Microbial Metabolomes in Alzheimer's Disease: From Pathogenesis to Therapeutic Potential.

Background: Accumulating evidence underscores the potential role of the gut microbiome in the pathogenesis of Alzheimer's disease, but much remains to be clarified. This review examines current evidence linking gut microbiome dysbiosis to Alzheimer's disease, focusing on microbial metabolomes and their mechanistic role, as well as on the potential of therapeutic approaches targeting the gut microbiome.

Methods: A narrative, non-systematic examination of the literature was conducted to provide a comprehensive overview of the subject under examination. Database searches were performed in PubMed, Scopus, and Web of Science between June and July 2025.

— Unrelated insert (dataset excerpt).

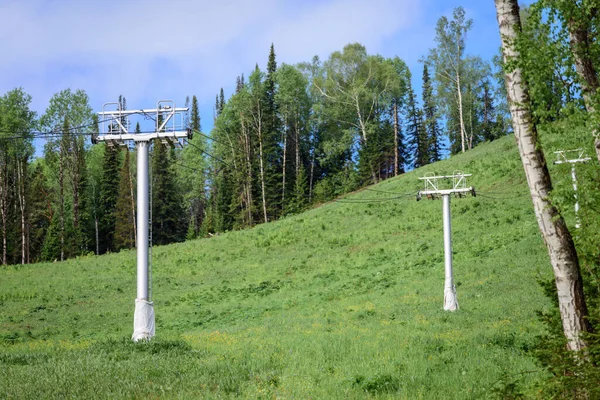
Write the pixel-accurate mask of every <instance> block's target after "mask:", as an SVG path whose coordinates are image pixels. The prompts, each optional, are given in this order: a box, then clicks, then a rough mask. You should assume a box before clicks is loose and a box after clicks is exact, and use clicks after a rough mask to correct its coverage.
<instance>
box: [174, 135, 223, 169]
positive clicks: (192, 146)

Results: Alzheimer's disease is linked to reduced gut microbial diversity and altered bacterial taxa. Gut microbiome shifts correlate with inflammation and may drive Alzheimer's disease progression via the microbiota-gut-brain axis. Microbial amyloids and bacterial products can cross both the intestinal and blood-brain barrier, triggering neuroinflammation and promoting amyloid and tau pathologies. Short-chain fatty acids produced by the gut microbiome regulate neuroinflammation, lipid metabolism, and gene expression, impacting Alzheimer's disease pathology. Therapeutics targeting the gut microbiome, including probiotics, prebiotics, and fecal microbiota transplantation, show promise in modulating neuroinflammation, reducing amyloid and tau pathology, and improving cognitive function in Alzheimer's disease.

Conclusions: The gut microbiome significantly influences Alzheimer's disease pathogenesis, and its modulation offers potential to slow progression. However, further research is required to validate effective clinical interventions.